For he realized well that the task before him had been rendered so difficult by the passage of time that to gather convincing evidence of what had happened so long ago would require for success every possible aid that diligence, luck, or brain could give. At any rate there was one quarter from which he thought it reasonable to suppose he could calculate on getting every help. The Mr. Lawrence apparently in charge here, and so ominously insured for that sum of £20,000 which seemed to run like a
leit-motiv
through all these different tales of death, could surely be relied upon to give all the information in his possession. Warning would have to be given him with tact and care, but, once he understood that he was almost certainly destined to be the next victim – or why this heavy insurance? – then evidently he should be willing to do all in his power to help, if only for the sake of his own threatened safety.

A big point in his favour Bobby felt this to be, one that promised real hope of success. For Lawrence must know how and why and by whom he had come to occupy his position.

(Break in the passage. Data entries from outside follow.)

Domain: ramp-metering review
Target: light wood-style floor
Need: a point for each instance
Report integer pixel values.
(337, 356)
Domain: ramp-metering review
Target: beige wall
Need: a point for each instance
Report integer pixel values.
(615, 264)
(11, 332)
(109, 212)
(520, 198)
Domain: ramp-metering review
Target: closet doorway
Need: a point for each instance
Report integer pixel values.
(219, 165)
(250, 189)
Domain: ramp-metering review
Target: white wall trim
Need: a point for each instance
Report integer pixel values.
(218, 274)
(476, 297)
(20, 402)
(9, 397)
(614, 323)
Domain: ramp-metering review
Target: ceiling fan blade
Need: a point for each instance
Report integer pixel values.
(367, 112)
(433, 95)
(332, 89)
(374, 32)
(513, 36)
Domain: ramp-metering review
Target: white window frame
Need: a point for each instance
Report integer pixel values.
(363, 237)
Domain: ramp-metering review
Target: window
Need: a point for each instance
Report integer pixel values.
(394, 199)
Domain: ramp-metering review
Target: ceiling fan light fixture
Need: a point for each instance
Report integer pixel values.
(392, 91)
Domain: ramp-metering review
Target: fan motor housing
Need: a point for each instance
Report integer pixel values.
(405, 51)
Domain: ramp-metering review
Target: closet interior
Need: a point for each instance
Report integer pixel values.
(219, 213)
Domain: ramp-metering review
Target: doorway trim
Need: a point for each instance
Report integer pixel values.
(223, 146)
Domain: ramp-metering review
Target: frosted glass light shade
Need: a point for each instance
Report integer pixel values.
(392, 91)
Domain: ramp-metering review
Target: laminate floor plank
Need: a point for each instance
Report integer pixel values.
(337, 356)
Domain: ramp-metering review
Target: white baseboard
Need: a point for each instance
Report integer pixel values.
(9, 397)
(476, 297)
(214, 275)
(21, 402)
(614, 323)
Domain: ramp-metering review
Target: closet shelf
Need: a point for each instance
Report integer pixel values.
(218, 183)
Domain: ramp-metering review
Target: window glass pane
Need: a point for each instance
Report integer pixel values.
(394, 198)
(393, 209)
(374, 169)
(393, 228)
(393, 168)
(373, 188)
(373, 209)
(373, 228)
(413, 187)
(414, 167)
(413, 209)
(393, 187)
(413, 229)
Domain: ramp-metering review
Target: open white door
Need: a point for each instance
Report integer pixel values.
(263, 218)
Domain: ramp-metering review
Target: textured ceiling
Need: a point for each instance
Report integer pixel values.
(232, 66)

Another thing, Bobby reflected, was plain enough – that something was already known here about his own identity. Only some degree of previous knowledge could explain the behaviour of the typist girl. Not so would she have looked at any casual caller; only a degree of understanding of his identity and errand could account for the profound agitation she had displayed. But that implied also some previous knowledge of the ghastly realities this apparently commonplace business office concealed. Nor in that connection was it to be forgotten that both this girl and the woman who had passed as Ronnie's widow possessed a fur coat in what is often called “leopard skin” – one sufficiently smart and valuable to have drawn admiring comments from feminine beholders. Were they, wearers and coats, identical, then?

If so, must it be concluded that she was accomplice and decoy?

Bobby's looks grew grimmer still as he contemplated the probability. Yet there remained the enigma of her behaviour, it was a little hard to reconcile with the temperament of either accomplice or decoy or even dupe. A dupe would not have been terrified, a decoy would surely have shown greater self-control, an accomplice an alarm less oddly mixed with other elements less easy to understand. Bobby told himself that she had looked at him as a drowning person might look at one holding out a lifebelt, but doubtful whether to lay hold of it might not to be to risk a worse fate still. And, even if in all this his imagination was running away with him, and her troubled looks no more than his own fancy, it was fairly certain she knew who he was.

But that could easily be accounted for, since it was likely enough the caretaker had been chattering. Bobby blamed himself for not having paid his visit earlier in the day. The affair seemed now to show itself in outline with the typist as accomplice and Lawrence as dupe and prospective victim, while behind must be concealed the personality of the prime mover and originator of the whole conspiracy.